Coleridge sets out his stall in the Introit; the music is ethereally beautiful and the melodic lines are very attractive indeed. In the following Kyrie, the orchestral rhythms, and especially the use of a tenor drum, impart a feeling of a funeral march, notwithstanding which the vocal lines retain their melodiousness. The third movement, ‘Offertory’ is in some ways the most original in design. The choral writing has the character of Byzantine chant, which is most effective. In the middle of the movement, at ‘Hostias’, there’s a brief interlude of darker, more dramatic music which features the baritone soloist. There follows the ‘Pie Jesu’ which the composer describes as a “tender duet” for the soprano soloist and the cello; the choir supports the soprano with gentle music in the background. Karin Dahlberg is a most attractive soprano, singing very expressively.
The ’Rex tremendae’ is darkly intense and the Royal Holloway choir invest the music with considerable feeling. At the end, the plea for mercy, ‘Salva me’, is set very beautifully. The text of the Agnus Dei is a plea for mercy but that doesn’t inhibit Coleridge’s natural tendency to warm lyricism in his vocal writing. The Requiem concludes, rather unusually in my experience, with a setting of the ‘Lacrimosa’. In the composer’s words, “The cello sings plaintively, weaving through the weightless, shimmering choral textures, and evoking a desolate landscape with delicate rolls of thunder”. Near the end, there’s a short, impassioned soprano solo before the music gradually fades out of our consciousness.
Matthew Coleridge’s Requiem is an impressive achievement; the music is beautiful and sincere. It should be popular with choirs and audiences as a notable addition to the choral repertoire. This performance, which is excellent in every respect, should help its cause.

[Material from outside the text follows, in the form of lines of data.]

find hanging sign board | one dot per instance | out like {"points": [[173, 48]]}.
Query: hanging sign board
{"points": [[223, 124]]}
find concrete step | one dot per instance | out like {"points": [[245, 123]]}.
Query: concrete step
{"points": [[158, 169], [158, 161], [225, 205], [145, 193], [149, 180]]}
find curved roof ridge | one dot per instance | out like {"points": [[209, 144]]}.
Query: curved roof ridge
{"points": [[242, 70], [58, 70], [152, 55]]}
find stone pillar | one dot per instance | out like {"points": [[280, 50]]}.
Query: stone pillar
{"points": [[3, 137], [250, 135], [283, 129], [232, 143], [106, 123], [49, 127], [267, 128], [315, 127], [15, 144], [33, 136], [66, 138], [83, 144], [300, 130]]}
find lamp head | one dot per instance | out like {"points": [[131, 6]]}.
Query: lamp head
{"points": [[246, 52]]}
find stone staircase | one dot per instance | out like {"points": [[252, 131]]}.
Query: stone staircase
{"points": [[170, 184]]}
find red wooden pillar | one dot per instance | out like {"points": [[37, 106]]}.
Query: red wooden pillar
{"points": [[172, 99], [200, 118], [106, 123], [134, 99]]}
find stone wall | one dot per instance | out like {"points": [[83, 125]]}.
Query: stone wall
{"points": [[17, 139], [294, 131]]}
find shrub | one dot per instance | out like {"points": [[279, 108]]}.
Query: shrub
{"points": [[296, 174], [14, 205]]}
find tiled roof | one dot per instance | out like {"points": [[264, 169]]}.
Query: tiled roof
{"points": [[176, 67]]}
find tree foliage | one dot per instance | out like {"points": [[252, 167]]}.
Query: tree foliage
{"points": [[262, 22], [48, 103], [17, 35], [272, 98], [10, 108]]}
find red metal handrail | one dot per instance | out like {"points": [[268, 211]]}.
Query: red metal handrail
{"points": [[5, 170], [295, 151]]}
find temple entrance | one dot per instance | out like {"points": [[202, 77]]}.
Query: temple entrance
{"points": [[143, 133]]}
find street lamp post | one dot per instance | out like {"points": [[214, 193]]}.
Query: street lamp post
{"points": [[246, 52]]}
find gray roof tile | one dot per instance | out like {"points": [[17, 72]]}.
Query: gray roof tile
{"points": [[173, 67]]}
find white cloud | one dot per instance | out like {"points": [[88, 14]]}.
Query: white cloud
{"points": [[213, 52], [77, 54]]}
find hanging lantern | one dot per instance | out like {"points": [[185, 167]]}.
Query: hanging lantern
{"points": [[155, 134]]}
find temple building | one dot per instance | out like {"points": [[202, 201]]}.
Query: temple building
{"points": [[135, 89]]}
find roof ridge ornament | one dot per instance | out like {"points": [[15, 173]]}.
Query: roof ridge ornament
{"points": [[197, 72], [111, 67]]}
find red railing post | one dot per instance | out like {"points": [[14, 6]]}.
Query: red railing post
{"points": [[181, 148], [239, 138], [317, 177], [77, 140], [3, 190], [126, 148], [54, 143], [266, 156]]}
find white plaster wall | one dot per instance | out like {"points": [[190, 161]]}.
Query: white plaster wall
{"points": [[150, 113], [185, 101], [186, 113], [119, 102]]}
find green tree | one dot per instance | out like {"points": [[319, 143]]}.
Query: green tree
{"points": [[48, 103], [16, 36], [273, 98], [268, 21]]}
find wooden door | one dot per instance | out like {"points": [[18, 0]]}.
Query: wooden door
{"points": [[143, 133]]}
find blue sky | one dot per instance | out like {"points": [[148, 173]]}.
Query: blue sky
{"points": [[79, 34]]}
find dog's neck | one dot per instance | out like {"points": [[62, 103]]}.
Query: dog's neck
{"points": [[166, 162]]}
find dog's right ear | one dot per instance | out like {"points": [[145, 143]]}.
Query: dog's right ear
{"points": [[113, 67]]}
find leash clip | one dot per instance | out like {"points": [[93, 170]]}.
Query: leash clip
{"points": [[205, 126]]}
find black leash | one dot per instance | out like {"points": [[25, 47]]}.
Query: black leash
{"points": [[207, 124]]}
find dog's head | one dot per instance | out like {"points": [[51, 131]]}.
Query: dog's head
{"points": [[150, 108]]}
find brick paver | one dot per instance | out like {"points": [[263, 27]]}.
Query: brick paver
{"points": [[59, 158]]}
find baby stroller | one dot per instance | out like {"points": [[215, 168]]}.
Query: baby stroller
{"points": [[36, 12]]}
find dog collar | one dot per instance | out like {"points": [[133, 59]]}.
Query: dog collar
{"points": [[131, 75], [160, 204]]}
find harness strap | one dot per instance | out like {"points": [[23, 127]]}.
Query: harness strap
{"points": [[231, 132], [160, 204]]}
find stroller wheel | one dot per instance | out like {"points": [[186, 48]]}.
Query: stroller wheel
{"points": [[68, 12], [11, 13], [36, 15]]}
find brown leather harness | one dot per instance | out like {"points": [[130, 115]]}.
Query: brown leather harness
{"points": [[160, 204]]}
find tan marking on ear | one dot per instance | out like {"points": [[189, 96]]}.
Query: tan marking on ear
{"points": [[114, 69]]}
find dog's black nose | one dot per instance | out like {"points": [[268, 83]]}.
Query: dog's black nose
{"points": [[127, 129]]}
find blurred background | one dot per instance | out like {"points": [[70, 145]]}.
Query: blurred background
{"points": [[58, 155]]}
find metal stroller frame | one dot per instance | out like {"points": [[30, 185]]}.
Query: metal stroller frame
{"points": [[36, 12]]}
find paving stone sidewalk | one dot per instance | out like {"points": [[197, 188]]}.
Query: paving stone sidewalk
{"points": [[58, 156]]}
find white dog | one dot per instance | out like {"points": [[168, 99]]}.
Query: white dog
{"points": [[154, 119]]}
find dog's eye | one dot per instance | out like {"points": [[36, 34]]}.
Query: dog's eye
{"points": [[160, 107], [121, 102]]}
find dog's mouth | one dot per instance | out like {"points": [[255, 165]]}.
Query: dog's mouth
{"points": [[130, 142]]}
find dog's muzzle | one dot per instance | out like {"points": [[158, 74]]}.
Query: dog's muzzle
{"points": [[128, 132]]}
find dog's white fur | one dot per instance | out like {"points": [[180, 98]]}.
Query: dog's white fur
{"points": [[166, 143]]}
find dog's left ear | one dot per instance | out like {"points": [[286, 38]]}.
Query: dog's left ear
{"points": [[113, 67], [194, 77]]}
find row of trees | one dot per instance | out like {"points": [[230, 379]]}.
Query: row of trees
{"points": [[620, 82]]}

The disc is filled out with a number of other choral pieces. There’s one exception: And there was light is an instrumental piece for cello and strings. It was composed specifically for this recording; Coleridge took an earlier piece he’d drafted for solo cello and added an accompaniment for string orchestra. Maxim Calver, who offers excellent playing in the Requiem, must have been grateful to have this short, lyrical piece to play as well. He makes his instrument sing beautifully. And I saw a new Heaven was written, at the request of a choir who were going to perform the Requiem as a companion piece.; as such, it includes important parts for soprano solo and cello. In fact, those two musicians are accompanied only by organ pedals. At the very end they are joined by “a distant, cosmic choir”. Deliberately, there’s no real pulse to the music and this give it an improvisatory, otherworldly feel.
Abendlied was commissioned by a Cheltenham-based chamber choir, the Oriel Singers, who I know to be an excellent ensemble. If I read the notes correctly, the piece, which is sung in German, is one of a set of three a cappella songs; it’s a pity the two companion pieces were not included. This slow-moving piece is notable for its warm harmonies; I liked it very much.
The programme closes with a set of Evening Canticles. I presume they were composed for liturgical use; whether there was any specific occasion in mind is not mentioned in the notes. At several points in the Magnificat the choral parts are underpinned by lightly dancing figurations on the organ. A more thoughtful note is struck at passages such as ‘For he that is mighty…’ It’s essentially a lyrical setting of the text. I especially liked the big, confident music to which ‘Glory be’ is set. The soaring choral lines and full-throated organ part make the conclusion to the canticle memorable. The opening of the Nunc dimittis is sung by the tenors and basses. The female voices join them at ‘To be a light to lighten the Gentiles’. Hereabouts, Coleridge’s soaring, expansive vocal lines are something rather special. Then we get a very welcome reprise of the ‘Glory be’ that we heard in the Magnificat; once again, the music is exciting and very satisfying. This is a most impressive setting of the Evening Canticles.
I enjoyed this disc very much. Matthew Coleridge has a natural gift for memorably melodic vocal lines and warm harmonies. I liked what I heard, but I thought the programme would have been enhanced by the inclusion of one or two lively, sharply rhythmic pieces. Coleridge has been extremely well served by the performers. The soloists all make excellent contributions, the playing of Southern Sinfonia in the Requiem is first-rate and the Choir of Royal Holloway live up to their very high reputation with consistently good singing throughout the programme under the leadership of Rupert Gough. Engineer Adaq Khan has recorded the music very successfully.
I hope this CD will raise the profile of Matthew Coleridge’s choral music.